Honda has recently parted ways with consultant Gilles Simon, who was reportedly “ignored” in his attempts to correct the work done in Sakura. It is no secret Honda is based on rigid principles, including the refusal of help from outsiders.
Moreover, Boullier thinks Honda needs to get a better undertstanding of the importance of schedules, by adapting its rythm to the requirements of a Formula 1 team.
"What I mean by that is: the way we behave in racing and Formula 1 is all driven by a calendar, by some fixed targets, fixed dates, lap time gains. We always try to go to the best solution as fast as possible."
"Where a car manufacturer is running a project, you can have a few weeks delay and it's not going to change the product, it's not going to change the business model.
"In racing, if you don't bring your upgrade for race one, in race one you will be nowhere."
"That is this racing mentality. It's as far as going to suppliers and making sure that if they do something in one month, the next time they do it in three weeks, and from three weeks to two weeks.
"We value more the time gained than the money spent. This is a different approach from the rest of the world."
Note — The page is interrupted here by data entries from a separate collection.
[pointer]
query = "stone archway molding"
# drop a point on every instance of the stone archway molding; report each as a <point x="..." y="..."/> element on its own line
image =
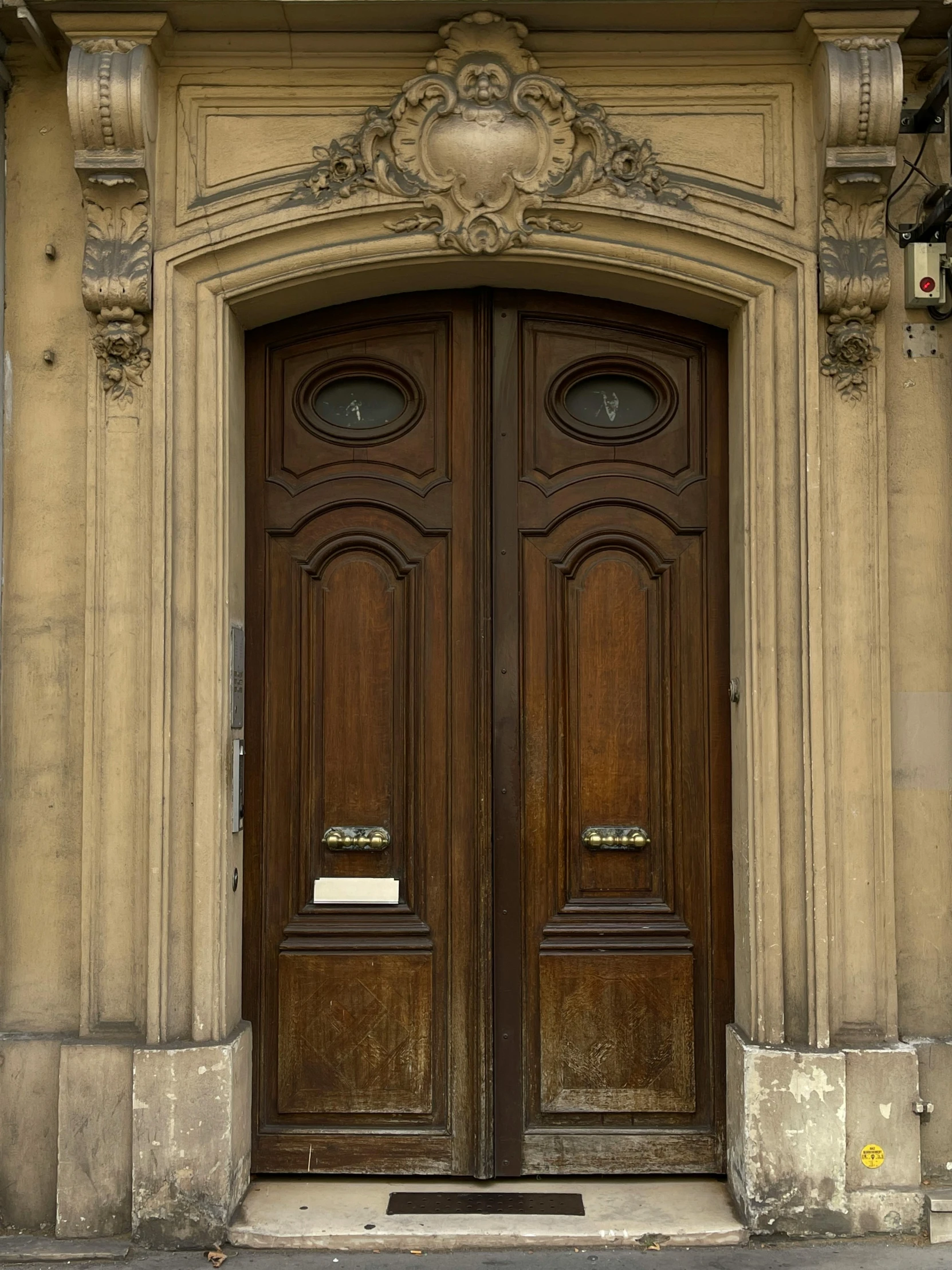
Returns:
<point x="162" y="924"/>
In order to prepare for an eventual second team provision, Honda has installed a unit in Milton-Keynes. However, the engineering factory stays in Japan and this might be one of the causes that has worsened McLaren-Honda’s chances of catching up.
"This is why Mercedes is based in England, and I guess they benefit from the supply chain, from people with experience of F1," Boullier explained.
"Our suppliers maybe cost twice as much [as Honda's] but are three, four, five times faster. In some ways you can realise the corporate influence is not helping to be efficient.
"The more you behave like a corporate company, the more process inherited from a corporate company, the slower you are, the less agile you are, which doesn't fit the racing culture."